Early Diagnosis a Blessing or a Curse?

This post was inspired by blog hopping which ultimately ended up here at Autistic Aphorisms discussion of whether early diagnoses is a good thing. As one who has testified before my state government on issues related to autism, I have seen both sides of the coin. I think this is a discussion worth having.

You know, I remember what it's like to bang my head against the wall, both calling out for attention and trying to dull the pain. Well into my teens. Over time, I also discovered how such behaviors are interpreted by "normal people" and have learned better ways of getting my needs met. I've learned these things painfully and slowly, and with the advantage of moving faily often (a traumatic experience which I only endured because it allowed me mulitple opportunities to "start over," each time reapplying what I've learned). So it would have been better to be diagnosed with autism rather than awkward affect or whatever it was they told my mother because then someone might have helped me. Someone might have determined whether diet or environment has any effect on my processing, anxiety, and behaviour (it does) and whether behaviour modification and social skills lessons would be of use (they were). But those were things I discovered on my own.

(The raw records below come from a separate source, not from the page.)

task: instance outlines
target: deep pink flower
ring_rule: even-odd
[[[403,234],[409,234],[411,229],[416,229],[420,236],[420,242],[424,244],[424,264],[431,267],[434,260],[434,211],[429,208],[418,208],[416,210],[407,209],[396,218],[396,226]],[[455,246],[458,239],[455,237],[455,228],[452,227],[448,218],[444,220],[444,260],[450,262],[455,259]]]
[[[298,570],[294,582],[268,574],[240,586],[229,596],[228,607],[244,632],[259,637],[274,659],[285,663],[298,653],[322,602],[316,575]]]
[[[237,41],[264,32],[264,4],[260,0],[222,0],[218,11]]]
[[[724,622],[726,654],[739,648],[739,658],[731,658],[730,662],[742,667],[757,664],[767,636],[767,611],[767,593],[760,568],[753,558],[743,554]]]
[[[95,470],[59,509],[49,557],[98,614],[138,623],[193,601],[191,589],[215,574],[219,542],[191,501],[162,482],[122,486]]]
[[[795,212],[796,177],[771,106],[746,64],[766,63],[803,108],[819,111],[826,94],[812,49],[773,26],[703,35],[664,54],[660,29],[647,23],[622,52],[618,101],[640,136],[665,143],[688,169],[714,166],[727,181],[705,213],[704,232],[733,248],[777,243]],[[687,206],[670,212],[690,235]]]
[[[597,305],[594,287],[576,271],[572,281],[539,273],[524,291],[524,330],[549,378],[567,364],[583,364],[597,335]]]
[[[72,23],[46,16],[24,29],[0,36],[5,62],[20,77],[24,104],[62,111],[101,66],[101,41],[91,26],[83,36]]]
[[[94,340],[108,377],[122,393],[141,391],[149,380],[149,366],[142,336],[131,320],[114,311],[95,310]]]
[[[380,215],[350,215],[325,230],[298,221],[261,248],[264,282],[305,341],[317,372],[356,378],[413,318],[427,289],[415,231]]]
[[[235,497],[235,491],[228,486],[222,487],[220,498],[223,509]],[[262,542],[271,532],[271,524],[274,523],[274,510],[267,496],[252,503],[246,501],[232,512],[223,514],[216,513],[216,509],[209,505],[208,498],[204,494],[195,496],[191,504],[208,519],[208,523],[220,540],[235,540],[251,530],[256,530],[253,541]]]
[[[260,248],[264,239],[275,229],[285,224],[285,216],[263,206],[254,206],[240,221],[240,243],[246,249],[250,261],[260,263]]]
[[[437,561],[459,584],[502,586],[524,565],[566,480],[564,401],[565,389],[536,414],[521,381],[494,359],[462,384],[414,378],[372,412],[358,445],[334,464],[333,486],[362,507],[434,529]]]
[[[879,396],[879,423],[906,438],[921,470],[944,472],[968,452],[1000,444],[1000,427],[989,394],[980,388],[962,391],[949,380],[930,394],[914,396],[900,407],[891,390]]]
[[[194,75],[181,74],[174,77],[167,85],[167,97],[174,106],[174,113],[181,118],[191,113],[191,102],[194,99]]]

And all aren't so able. If fact, I'm thinking specifically about the sunday school student I wrote about in the contact page of MarylandAutism.org. Everyone could look at her and tell that something was wrong. She headbanged, communicated in grunts, needed a strict routine and endlesss repetition to calm her. Yet no diagnosis of any kind for years. When she was diagnosed- I forget what it was exactly, PDD NOS I think, but that was a year or two before she passed away. After that, she made fantastic progress in a excellent school for "such children." 16 years of pain- some of which could have been eased with an early diagnosis.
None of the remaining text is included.